The-Wolfpack’s debut fund, called the Wolfpack Pioneer VCC, is already fully subscribed at $5 million USD, and will focus on direct-to-consumer companies, with plans to invest in eight to 10 startups. The firm is already looking to raise a second fund, with a target of $20 million SGD (about $14.9 million USD) and above, and will set up another office in Thailand, with plans to expand into Indonesia as well.
The-Wolfpack was founded by Toh Jin Wei and Simon Nichols, who met while working at GroupM, and Tan Kok Chin, a former director at Sunray Woodcraft Construction who has worked on projects with Marina Bay Sands, Raffles Hotel and the Singapore Tourism’s offices.
In addition to providing financial capital, The-Wolfpack wants to build ecosystems around its portfolio companies by connecting them with IP owners, digital marketing experts, content producers and designers who can help create offline experiences.
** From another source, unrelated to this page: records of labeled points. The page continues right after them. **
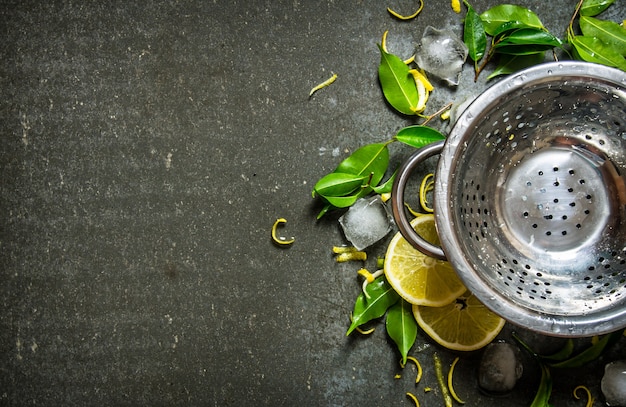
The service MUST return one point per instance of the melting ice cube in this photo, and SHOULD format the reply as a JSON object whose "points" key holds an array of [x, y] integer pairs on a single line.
{"points": [[442, 54], [366, 222]]}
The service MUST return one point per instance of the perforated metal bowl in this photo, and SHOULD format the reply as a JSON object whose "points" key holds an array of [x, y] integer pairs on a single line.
{"points": [[530, 198]]}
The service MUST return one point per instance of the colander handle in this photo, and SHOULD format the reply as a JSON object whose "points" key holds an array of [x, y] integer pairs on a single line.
{"points": [[397, 201]]}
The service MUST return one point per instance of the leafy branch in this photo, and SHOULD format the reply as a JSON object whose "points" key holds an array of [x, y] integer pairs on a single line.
{"points": [[519, 38]]}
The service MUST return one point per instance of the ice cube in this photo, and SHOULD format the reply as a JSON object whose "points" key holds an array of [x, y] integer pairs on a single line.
{"points": [[614, 383], [500, 368], [441, 53], [366, 222]]}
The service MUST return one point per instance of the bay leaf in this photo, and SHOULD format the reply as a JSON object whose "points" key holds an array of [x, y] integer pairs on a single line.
{"points": [[370, 160], [594, 7], [397, 83], [474, 35], [504, 13], [382, 296], [512, 63], [591, 49], [338, 184], [402, 327], [525, 41], [609, 32], [418, 136]]}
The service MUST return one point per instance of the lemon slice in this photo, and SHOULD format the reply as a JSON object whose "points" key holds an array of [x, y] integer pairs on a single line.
{"points": [[464, 325], [416, 277]]}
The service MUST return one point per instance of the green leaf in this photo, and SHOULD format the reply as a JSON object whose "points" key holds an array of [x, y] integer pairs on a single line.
{"points": [[542, 397], [339, 202], [505, 13], [512, 63], [526, 41], [592, 352], [608, 32], [338, 184], [418, 136], [397, 83], [401, 327], [474, 34], [387, 186], [382, 296], [369, 160], [591, 49], [594, 7], [509, 26]]}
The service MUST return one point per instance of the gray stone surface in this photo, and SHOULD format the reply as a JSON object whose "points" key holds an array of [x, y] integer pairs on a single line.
{"points": [[146, 150]]}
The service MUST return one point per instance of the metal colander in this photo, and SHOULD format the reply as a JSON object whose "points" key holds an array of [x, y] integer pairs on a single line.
{"points": [[530, 198]]}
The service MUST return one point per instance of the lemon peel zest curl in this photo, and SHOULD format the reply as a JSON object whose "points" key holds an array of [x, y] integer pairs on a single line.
{"points": [[412, 397], [280, 240], [324, 84], [351, 256], [418, 377], [383, 42], [426, 186], [412, 16], [456, 5], [344, 249], [373, 276], [450, 387]]}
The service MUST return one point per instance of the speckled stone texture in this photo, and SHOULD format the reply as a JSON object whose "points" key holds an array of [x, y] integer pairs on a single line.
{"points": [[146, 150]]}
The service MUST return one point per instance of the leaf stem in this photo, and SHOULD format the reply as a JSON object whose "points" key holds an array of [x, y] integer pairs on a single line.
{"points": [[437, 113]]}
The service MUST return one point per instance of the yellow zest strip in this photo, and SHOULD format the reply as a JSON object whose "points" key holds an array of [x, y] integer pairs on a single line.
{"points": [[422, 92], [590, 398], [383, 42], [401, 17], [323, 84], [344, 249], [456, 6], [280, 240], [420, 76], [367, 280], [450, 373], [351, 256], [419, 368], [426, 186], [412, 397], [413, 212], [361, 331], [442, 384], [422, 97], [367, 332], [369, 277]]}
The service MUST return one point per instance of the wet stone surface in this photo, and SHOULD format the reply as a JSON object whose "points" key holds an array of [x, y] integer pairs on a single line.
{"points": [[148, 148]]}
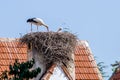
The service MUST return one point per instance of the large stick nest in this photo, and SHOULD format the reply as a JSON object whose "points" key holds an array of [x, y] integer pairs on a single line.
{"points": [[55, 47]]}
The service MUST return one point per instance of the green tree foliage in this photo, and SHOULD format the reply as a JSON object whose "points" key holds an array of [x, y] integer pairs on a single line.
{"points": [[21, 71]]}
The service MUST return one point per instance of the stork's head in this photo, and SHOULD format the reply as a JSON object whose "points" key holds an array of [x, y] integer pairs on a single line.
{"points": [[29, 20]]}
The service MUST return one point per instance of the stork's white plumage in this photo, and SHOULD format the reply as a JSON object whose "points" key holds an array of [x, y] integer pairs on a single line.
{"points": [[37, 22]]}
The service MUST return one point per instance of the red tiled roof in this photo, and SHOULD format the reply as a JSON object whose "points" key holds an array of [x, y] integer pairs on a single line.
{"points": [[9, 51], [116, 74], [85, 65]]}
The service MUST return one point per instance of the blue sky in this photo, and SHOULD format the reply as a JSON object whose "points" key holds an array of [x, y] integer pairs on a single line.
{"points": [[97, 21]]}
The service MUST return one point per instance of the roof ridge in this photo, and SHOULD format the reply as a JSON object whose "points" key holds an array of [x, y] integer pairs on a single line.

It also plans to invest in startups based on opportunities for them to collaborate or cross-sell with one another.
Toh told TechCrunch that formal planning on The-Wolfpack began at the end of 2019, but he and Nichols started thinking of launching their own business five years ago while working together at GroupM.
“Our perspective on what the industry needed was similar — strategic investors who truly knew how to get behind D2C founders,” Toh said.
The COVID-19 pandemic and its economic impact has hurt spending in The-Wolfpack’s three key sectors (consumer, leisure and media). But it also presents opportunities for innovation as consumer habits shift, Nichols said.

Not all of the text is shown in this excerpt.